Quizás el problema esté en ver qué significa ser presidente.
A primera vista, el puesto es un trabajo. Tiene algunos requerimientos mínimos: edad, nacionalidad, no estar condenado, enseñanza media, etc. No es mucho. Pero tiene muchas otras exigencias que no están estipuladas. Con el paso del tiempo, los requerimientos para conducir un país han ido aumentando. Se necesita el respaldo de un partido político. Hay que tener dinero. Una carrera política previa. Un grado académico. Algún idioma. Hay que tener lazos, de afinidad o parentesco, con la oligarquía.
Sin embargo, no se piden antecedentes intachables frente a la sociedad. Nadie se fija si tiene nexos con delincuentes, en cómo hizo su fortuna, si tiene dineros en paraísos fiscales. No se exige tampoco haber trabajado para ganarse la vida, como lo debe hacer nuestro pueblo. No se mide su conducta moral.

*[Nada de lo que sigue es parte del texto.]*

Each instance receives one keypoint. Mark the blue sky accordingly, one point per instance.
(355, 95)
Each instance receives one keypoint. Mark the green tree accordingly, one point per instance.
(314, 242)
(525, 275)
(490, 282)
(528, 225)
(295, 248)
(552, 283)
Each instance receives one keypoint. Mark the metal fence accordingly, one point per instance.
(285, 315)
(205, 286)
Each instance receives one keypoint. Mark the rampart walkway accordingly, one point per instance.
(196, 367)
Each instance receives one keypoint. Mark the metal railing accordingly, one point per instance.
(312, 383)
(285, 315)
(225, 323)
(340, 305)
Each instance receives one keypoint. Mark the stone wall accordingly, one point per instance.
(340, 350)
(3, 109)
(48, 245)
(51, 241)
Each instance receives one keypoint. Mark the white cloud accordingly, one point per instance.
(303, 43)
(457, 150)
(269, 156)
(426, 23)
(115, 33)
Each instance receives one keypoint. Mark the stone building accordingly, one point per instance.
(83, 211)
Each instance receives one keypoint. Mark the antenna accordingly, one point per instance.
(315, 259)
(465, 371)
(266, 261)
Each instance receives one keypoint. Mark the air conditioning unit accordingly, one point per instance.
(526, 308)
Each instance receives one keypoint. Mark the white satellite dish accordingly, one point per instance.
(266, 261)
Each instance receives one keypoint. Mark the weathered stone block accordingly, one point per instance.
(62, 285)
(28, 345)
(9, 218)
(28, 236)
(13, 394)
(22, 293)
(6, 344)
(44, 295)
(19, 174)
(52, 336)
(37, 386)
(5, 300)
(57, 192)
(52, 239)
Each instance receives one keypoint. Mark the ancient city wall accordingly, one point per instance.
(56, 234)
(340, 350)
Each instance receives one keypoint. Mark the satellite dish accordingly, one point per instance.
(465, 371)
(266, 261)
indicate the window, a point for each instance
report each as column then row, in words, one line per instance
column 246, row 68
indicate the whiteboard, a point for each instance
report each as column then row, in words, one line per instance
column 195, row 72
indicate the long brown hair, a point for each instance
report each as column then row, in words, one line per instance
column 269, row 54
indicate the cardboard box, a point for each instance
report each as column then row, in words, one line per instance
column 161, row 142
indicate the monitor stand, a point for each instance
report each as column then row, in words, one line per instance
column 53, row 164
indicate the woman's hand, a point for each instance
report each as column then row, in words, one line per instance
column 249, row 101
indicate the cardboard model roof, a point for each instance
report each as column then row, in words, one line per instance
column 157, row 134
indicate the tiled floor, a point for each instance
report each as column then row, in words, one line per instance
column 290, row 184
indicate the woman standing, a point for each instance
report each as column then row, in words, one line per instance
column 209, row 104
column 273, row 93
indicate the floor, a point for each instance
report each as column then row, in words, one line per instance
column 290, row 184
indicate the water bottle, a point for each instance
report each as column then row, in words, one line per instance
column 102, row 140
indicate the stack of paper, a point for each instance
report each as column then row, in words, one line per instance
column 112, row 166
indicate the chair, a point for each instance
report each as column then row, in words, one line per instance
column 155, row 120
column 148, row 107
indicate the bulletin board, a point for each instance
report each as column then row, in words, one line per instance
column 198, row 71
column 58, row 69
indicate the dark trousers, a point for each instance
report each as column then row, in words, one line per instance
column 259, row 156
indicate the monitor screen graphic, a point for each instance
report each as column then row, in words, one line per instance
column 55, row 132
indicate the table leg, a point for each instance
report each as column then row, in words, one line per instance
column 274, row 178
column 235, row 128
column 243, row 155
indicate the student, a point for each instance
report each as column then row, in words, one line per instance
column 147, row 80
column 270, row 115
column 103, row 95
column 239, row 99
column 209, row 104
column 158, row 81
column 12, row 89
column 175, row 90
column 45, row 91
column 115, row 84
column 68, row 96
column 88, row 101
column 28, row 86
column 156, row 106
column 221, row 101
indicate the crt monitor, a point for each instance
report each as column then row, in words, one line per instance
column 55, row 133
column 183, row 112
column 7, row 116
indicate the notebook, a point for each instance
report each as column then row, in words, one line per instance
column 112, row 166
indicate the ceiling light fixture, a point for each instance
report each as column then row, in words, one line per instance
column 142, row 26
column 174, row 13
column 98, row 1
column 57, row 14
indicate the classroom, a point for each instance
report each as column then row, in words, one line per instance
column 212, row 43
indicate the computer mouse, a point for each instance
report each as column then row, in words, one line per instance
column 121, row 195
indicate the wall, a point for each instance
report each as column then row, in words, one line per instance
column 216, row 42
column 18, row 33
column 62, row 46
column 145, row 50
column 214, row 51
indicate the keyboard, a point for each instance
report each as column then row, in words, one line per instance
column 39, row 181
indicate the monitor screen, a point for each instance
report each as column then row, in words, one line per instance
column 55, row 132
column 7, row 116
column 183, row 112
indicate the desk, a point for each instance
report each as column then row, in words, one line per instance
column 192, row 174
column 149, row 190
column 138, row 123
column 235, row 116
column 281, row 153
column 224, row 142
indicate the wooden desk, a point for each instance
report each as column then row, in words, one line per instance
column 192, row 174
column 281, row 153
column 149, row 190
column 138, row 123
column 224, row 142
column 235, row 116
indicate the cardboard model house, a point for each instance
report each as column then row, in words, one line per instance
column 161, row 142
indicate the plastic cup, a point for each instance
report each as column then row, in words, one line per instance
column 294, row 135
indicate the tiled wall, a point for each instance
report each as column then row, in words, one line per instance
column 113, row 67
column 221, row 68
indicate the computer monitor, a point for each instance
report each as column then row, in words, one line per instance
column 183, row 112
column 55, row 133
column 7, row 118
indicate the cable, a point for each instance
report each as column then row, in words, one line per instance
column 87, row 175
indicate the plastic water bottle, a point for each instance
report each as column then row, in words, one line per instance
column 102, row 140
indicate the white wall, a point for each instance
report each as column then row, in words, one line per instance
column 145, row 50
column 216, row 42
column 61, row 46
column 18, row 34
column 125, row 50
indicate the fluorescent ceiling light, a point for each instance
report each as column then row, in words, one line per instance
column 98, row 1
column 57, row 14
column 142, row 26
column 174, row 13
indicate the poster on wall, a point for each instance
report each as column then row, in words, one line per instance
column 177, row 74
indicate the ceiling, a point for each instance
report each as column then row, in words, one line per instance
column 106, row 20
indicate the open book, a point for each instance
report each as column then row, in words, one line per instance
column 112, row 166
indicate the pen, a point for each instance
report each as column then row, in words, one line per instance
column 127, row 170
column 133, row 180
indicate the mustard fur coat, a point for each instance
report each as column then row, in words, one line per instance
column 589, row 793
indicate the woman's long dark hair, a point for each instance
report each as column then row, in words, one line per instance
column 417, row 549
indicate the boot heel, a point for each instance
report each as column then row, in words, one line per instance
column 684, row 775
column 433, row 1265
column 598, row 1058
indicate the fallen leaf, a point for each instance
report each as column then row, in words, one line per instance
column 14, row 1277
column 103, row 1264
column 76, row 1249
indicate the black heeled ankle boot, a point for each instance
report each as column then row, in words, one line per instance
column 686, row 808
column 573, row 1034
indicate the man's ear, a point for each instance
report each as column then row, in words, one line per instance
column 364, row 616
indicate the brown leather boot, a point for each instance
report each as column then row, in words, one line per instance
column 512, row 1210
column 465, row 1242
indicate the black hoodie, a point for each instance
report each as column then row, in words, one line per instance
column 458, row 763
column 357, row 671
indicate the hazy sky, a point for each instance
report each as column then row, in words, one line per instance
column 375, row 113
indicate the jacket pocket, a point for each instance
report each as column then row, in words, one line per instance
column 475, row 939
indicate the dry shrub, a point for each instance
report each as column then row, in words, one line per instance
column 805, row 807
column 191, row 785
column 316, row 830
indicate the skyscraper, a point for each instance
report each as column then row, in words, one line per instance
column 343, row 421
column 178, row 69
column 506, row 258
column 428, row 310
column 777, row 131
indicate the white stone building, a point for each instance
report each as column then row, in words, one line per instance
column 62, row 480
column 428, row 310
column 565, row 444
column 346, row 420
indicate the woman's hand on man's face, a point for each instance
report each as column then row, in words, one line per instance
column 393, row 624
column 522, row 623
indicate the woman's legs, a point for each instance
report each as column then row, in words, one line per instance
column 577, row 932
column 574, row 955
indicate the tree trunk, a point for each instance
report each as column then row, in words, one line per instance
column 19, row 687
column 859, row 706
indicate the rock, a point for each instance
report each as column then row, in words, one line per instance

Ni se consideran los logros, ni el respeto o la consideración que puedan haber logrado como seres humanos, más allá de la actividad política.
Si el cargo de presidente fuera de verdad un trabajo, debería existir una especie de contrato. Allí debería estar fijado lo que debe hacer y lo que no; un plazo de término, y sanciones si no se cumplen las normas o las tareas encomendadas.
Visto así, ser presidente no parece ser un trabajo. Se pueden violar todas las reglas, se puede arrastrar por el suelo la reputación de un país entero, y nadie lo va a echar al “mandatario”. Basta que el régimen político lo avale. Así lo hicieron con su “Pacto para la Paz y la Nueva Constitución”. Todos, desde la ultraderecha hasta los jóvenes liberales apoyaron el gobierno asesino de Piñera. Como contraste, para derrocar a Salvador Allende bastó la conjunción de los mismos políticos, unidos a las Fuerzas Armadas, cuyos altos mandos también son políticos.
Muchos políticos creen que gobernar un país es como manejar una empresa. El actual presidente es uno de ellos, por cierto.
¿Y por qué no lo hacemos así, pero de verdad? Si los presidentes lo hacen bien, bien. Si lo hacen mal, los echamos. No hay problema. Así, de paso, nos desembarazamos de diputados y senadores, gobernadores y alcaldes. No harían falta. Sólo se necesitaría administradores y reglas claras, orientaciones precisas, metas definidas.
Si ser presidente fuera un trabajo, no habría primarias ni elecciones presidenciales. No servirían los partidos, el apellido, los padrinos, los pitutos, las coimas, las traiciones y los favores por cobrar, el dinero… Nada de eso sería necesario ¡si son sólo administradores! Sólo tienen que hacer su trabajo, dedicada y ordenadamente.
Si a alguien le llama la atención esta idea, aquí va un secreto: eso se llama comunismo.
El poder lo tiene el pueblo y el Estado es sólo una administración, que cumple con lo que le dicen.